Le témoignage du Pfc.
Leslie Palmer Cruise, Jr. H Company, 505 PIR peut appartenir à
notre escadrille dans la mesure où le colonel Krause à
sauté de l'avion leader piloté par le Lt. Col. Leonard
C. Fletcher ; co-pilote : Capt. Warren D. Rayburn ; navigateur :
Capt. Frank B. Waters, Chef d'équipage : T/Sgt. Wilbur E.
Evans, radio opérateur : Sgt. Maurice Smith. (voir photo,
p. 53, VALOR WITHOUT ARMS). Appareil N°: 43-30652; Numéro
37.
Souvenirs personnels
Mes souvenirs personnels des évènements aboutissants
au Jour-J en Normandie, le saut et les réactions au retour
de l'action commencent réellement le 12 Mai 1944 avec l'opération
" Eagle ".
L'opération "
Eagle " était la répétition pour la Normandie,
simulant le temps, l'itinéraire et le saut comme cela serait
réellement la nuit du 6 juin. La plus grande différence
était que, comme la 82nd Airborne était composée
d'un grand nombre de vétérans ayant participé
à l'invasion de la Sicile, il fut choisi d'avoir juste un
nombre symbolique de troupes sautant de notre avion, avec chaque
avion emportant un parachutiste ainsi qu'un observateur.
Le 316th Troop Carrier Group
avait également largué la 82nd au cours de ces missions
fatidiques en Sicile, " Husky 1 " et " Husky 2 "
les 9 et 11 juillet 1943. Au cours de " Husky 2 " le 316th
Group a perdu douze appareils abattus par des " tirs amis ".
La plupart de ces appareils furent abattus avec tous les hommes
présents à bord. Et la plupart des équipages
qui survécurent participèrent à la mission
en Normandie le Jour-J.
Le 12 Mai, l'opération
" Eagle " comprenait près de 800 avions des 52nd,
50th et 53rd Troop carrier wings. La 101st Airborne au complet devant
sauter des 50th et 53rd TCW.
Pour le 316th Group le vol
de nuit fut un vol de routine ; l'itinéraire préconisé
fut suivi, les nombres symboliques de troupes furent largués
sur la cible, mais au retour vers la base notre avion leader du
36th squadron, et l'avion leader du 44th squadron, se percutèrent
en plein vol, avec la perte des équipages. Parmi ceux qui
trouvèrent la mort se trouvaient notre commandant de groupe,
le Lt. Col. Burton R. Fleet et notre aumônier le Capt. Floyd
N. Richert, présents comme passagers/observateurs et deux
jumpmasters/observateurs, le Capt.
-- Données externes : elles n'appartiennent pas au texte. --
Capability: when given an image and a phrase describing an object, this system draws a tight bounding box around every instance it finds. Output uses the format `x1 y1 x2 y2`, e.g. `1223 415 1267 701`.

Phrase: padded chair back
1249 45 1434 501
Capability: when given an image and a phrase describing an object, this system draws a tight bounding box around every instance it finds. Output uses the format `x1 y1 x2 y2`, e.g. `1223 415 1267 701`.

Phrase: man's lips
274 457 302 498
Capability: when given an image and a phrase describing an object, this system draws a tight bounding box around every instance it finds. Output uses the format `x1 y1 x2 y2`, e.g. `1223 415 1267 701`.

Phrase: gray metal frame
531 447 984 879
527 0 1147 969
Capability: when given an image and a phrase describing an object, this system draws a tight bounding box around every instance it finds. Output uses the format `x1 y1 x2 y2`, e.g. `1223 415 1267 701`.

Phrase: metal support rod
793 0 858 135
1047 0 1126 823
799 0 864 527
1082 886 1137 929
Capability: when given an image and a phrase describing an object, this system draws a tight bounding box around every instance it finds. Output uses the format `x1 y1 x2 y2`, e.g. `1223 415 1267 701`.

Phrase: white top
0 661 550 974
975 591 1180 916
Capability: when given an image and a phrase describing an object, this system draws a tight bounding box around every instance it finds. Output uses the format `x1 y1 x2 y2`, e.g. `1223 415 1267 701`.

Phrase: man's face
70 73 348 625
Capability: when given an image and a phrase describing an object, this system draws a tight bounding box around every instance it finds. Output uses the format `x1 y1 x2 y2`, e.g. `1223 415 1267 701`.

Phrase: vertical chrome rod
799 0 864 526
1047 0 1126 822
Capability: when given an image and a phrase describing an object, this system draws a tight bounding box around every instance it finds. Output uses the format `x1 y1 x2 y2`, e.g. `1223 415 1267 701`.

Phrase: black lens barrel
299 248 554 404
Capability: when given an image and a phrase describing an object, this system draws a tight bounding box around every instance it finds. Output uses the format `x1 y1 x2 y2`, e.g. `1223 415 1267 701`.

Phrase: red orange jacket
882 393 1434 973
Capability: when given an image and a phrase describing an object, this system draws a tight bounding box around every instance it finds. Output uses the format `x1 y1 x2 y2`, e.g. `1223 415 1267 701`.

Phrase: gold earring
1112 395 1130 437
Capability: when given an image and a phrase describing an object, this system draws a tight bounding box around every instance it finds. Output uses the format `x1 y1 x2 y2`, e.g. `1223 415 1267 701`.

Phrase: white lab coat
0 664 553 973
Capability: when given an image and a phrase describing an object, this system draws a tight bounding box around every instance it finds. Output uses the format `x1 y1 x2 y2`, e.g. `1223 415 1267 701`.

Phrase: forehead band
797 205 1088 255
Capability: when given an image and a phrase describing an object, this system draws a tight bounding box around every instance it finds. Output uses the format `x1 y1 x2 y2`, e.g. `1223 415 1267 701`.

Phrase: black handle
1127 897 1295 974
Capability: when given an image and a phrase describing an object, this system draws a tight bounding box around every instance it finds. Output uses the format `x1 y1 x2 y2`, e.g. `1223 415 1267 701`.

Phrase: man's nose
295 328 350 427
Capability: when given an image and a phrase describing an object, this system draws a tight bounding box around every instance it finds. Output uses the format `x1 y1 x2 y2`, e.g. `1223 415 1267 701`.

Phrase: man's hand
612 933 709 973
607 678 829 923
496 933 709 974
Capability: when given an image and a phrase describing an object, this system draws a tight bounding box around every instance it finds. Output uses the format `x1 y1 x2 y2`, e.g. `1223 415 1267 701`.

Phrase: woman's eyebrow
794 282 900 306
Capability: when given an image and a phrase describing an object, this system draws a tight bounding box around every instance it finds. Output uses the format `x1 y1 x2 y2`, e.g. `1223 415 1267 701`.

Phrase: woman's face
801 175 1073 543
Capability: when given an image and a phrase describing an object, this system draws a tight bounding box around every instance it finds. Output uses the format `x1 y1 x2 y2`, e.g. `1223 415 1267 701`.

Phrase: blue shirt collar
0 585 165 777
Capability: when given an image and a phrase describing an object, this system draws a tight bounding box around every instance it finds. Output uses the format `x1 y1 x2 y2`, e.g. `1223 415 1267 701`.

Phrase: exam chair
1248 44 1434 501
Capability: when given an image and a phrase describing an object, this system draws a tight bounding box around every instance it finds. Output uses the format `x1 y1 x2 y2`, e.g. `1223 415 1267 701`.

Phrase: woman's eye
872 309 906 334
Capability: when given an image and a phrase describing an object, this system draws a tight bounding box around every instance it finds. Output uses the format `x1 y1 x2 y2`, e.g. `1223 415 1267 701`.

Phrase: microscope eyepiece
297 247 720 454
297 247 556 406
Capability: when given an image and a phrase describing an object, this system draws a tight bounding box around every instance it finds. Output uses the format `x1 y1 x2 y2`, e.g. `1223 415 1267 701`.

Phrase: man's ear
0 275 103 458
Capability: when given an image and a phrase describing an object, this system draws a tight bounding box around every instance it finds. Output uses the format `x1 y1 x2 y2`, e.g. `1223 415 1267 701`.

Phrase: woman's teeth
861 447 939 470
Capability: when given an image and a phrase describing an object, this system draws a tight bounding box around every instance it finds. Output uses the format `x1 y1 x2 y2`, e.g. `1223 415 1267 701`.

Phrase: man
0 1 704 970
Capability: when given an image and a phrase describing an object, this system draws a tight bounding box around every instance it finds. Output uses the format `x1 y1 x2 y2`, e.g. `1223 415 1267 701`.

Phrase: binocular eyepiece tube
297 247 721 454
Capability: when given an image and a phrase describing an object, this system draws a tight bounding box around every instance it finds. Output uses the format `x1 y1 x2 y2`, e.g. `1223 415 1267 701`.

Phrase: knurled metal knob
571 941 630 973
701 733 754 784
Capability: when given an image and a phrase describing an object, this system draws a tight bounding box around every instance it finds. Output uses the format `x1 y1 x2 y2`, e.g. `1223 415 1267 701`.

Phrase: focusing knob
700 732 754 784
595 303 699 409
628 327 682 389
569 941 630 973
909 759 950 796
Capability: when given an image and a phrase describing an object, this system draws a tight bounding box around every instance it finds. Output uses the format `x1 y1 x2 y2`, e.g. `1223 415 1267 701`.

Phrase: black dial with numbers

John D. Rice, officier commandant,
compagnie B et le 2nd Lt. William A. Gullick, compagnie G, tous
deux de la 82nd Airborne.
L'impact de ces pertes a
été décrit plus tard par l'un des survivants
de l'invasion de la Sicile. Le Lt. Dwight Maul, 44th squadron, indiqua
: "Ce jour, (12 mai 1944), est sans aucun doute, dans mon esprit,
le jour le plus triste de ma carrière au sein du 44th TCS,
quand les avions du Col. Fleet et de Joe Shraber se percutèrent
en vol ". Joe Shraber était le compagnon de chambrée
de Maul.
La douleur de ces pertes
a imprégné le groupe tout entier. Mais selon le dicton
" un travail doit toujours être accompli ".
Avançons un peu dans le temps. Environ 1300 hommes de la
82nd Airborne furent déplacés sur notre base à
Cottesmore. Le groupe entier était isolé et en pleine
préparation pour le futur grand show.
Le
3 juin tous les personnels furent consignés à la base.
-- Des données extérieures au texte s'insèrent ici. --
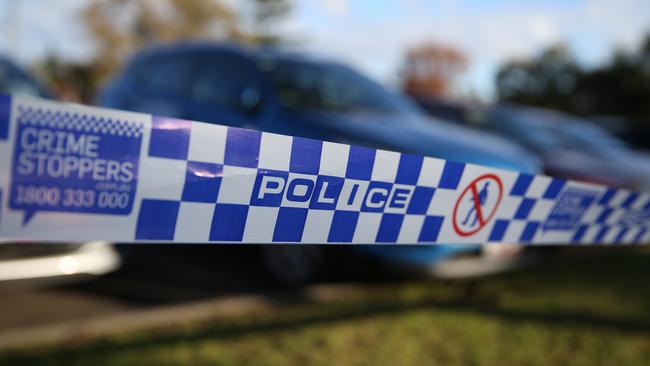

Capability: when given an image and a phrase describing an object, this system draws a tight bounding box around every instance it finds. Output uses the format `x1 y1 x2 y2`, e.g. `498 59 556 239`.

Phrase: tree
32 56 95 103
495 35 650 148
80 0 291 89
82 0 241 81
249 0 292 45
496 45 580 111
496 36 650 121
401 42 468 98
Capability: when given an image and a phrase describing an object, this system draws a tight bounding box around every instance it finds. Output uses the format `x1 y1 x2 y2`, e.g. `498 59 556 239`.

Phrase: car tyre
260 245 327 286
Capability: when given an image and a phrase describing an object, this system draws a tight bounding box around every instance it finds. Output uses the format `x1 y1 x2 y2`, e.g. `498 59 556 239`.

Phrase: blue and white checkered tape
0 94 648 244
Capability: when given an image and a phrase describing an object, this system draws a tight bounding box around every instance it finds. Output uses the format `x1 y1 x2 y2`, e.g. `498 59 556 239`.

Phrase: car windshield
548 122 629 157
263 58 419 116
504 110 630 158
494 111 562 151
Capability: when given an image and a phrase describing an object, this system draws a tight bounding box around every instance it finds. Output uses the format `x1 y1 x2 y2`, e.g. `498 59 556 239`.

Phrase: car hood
357 244 481 266
625 151 650 172
620 151 650 191
291 110 541 174
542 148 650 191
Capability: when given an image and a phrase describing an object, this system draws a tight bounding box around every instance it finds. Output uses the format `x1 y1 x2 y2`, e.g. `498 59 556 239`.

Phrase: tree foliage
81 0 291 84
496 35 650 127
401 42 467 98
250 0 292 45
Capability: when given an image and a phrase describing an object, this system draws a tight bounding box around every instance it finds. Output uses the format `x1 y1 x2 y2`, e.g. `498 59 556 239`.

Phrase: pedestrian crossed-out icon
453 174 503 237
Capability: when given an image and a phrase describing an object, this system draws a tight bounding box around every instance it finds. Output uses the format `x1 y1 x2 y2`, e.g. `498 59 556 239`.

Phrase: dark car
414 97 650 191
99 43 540 284
407 94 482 126
489 106 650 190
0 57 49 98
484 106 650 190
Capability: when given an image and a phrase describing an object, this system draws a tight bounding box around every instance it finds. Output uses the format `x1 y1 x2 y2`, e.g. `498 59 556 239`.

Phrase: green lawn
2 247 649 366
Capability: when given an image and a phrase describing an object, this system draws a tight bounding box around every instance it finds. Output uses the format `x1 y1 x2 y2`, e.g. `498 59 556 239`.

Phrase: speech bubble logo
9 103 143 227
22 209 36 226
De notre côté, a tour de rôle, continuions nos
tâches, missions de routine dans le pays et entraînements
au vol de formation. Quand la rumeur parvint que la mission du Jour-J
était imminente, les briefings ont commencé pour les
pilotes, co-pilotes, navigateurs et opérateurs radio. Les
chefs d'équipage passèrent leur temps à préparer
au mieux leurs appareils pour des performances de pointe.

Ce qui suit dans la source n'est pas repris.